3. Bland ISD v. Blue, 34 S.W.3d 547, 554 (Tex. 2000).
4. Mayhew v. Town of Sunnyvale, 964 S.W.2d 922, 928 (Tex. 1998), cert. denied, 526 U.S. 1144 (1999); Levatte v. City of Wichita Falls, 144 S.W.3d 218, 222 (Tex. App.—Fort Worth 2004, no pet.).
5. See Tex. Lab. Code Ann. § 21.252; see also Rice v. Russell-Stanley, L.P., 131 S.W.3d 510, 513 (Tex. App.—Waco 2004, pet. denied); Burgmann Seals Am., Inc. v. Cadenhead, 135 S.W.3d 854, 857–58 (Tex. App.—Houston [1st Dist.] 2004, pet denied); City of Houston v. Fletcher, 63 S.W.3d 920, 923 (Tex. App.—Houston [14th Dist.] 2002, no pet.).
6. Schroeder v. Tex. Iron Works, Inc., 813 S.W.2d 483, 485 (Tex. 1991).
7. Id.; see Tex. Lab. Code Ann. § 21.202(a).
8. Schroeder, 813 S.W.2d at 485.
9. Id.; see Tex. Lab. Code Ann. § 21.254.
10. Tex. Lab. Code Ann. § 21.256.
11. See Tex. Lab. Code Ann. § 21.202; Cooper-Day v. RME Petroleum Co., 121 S.W.3d 78, 83 (Tex. App.—Fort Worth 2003, pet denied); Specialty Retailers, Inc. v. DeMoranville, 933 S.W.2d 490, 492 (Tex. 1996); Schroeder, 813 S.W.2d at 486.

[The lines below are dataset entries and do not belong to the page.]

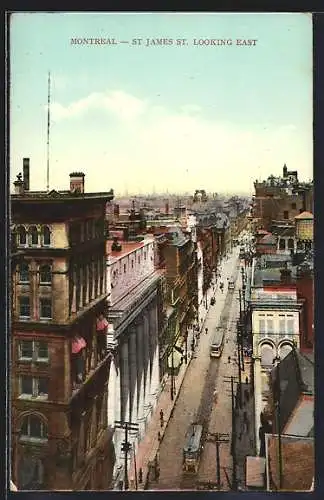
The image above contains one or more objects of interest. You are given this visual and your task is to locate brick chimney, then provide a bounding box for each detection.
[23,158,29,191]
[70,172,85,194]
[14,173,25,194]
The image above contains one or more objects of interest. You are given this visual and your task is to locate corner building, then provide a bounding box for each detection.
[11,163,114,490]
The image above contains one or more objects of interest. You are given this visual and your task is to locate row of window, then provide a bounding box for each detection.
[16,226,51,246]
[19,295,52,320]
[18,262,52,285]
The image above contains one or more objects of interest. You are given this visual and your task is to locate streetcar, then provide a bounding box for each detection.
[183,424,203,473]
[209,329,225,358]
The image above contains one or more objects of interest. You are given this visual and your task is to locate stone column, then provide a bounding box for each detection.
[112,346,124,477]
[128,326,137,422]
[143,309,151,416]
[136,318,145,436]
[254,357,262,454]
[150,305,160,406]
[120,339,129,420]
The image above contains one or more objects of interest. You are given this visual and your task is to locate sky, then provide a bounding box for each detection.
[10,13,313,195]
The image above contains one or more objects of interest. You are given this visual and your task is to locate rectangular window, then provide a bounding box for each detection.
[20,375,33,397]
[19,340,33,361]
[19,295,30,319]
[279,318,286,334]
[39,297,52,319]
[19,375,48,399]
[267,319,274,333]
[287,319,295,334]
[18,340,49,362]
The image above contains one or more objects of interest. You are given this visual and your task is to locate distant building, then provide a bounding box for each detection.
[252,165,313,230]
[11,159,114,490]
[107,236,161,485]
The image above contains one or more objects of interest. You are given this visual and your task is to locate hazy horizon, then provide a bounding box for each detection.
[10,12,313,195]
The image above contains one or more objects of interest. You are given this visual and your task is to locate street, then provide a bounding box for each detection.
[148,248,240,490]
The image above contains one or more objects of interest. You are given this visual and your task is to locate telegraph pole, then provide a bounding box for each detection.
[231,377,237,491]
[115,420,138,490]
[207,432,229,489]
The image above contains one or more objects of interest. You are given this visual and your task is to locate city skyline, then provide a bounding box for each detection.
[10,13,313,196]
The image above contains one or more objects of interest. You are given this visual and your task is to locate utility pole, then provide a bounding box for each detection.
[236,323,242,408]
[115,420,138,490]
[170,344,174,401]
[276,360,283,490]
[231,377,237,491]
[206,432,230,489]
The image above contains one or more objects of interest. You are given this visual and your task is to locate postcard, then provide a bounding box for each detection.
[8,12,314,492]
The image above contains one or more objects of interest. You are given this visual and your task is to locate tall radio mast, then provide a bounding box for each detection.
[46,72,51,191]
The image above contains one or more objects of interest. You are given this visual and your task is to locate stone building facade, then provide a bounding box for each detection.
[106,236,161,488]
[11,162,114,490]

12. Cooper-Day, 121 S.W.3d at 83; Czerwinski v. Univ. of Tex. Health Science Ctr., No. 14-02-00230-CV, slip op. at 5, 2002 WL 31718637, at *3 (Tex. App.—Houston [14th Dist.] Dec. 5, 2002, pet. denied); Vincent v. W. Tex. State Univ., 895 S.W.2d 469, 473 (Tex. App.—Amarillo 1995, no writ).
13. Cooper-Day, 121 S.W.3d at 83; Specialty Retailers, 933 S.W.2d at 493.
14. Cooper-Day, 121 S.W.3d at 83; Specialty Retailers, 933 S.W.2d at 493.
15. Cooper-Day, 121 S.W.3d at 83; see also Tex. Lab. Code Ann. § 21.202; Speciality Retailers, 933 S.W.2d at 492-93.
16. See Tex. R. App. P. 47.1.
17. See id. Sympson concedes that we do not reach her fifth and sixth issues if her first through fourth issues are overruled.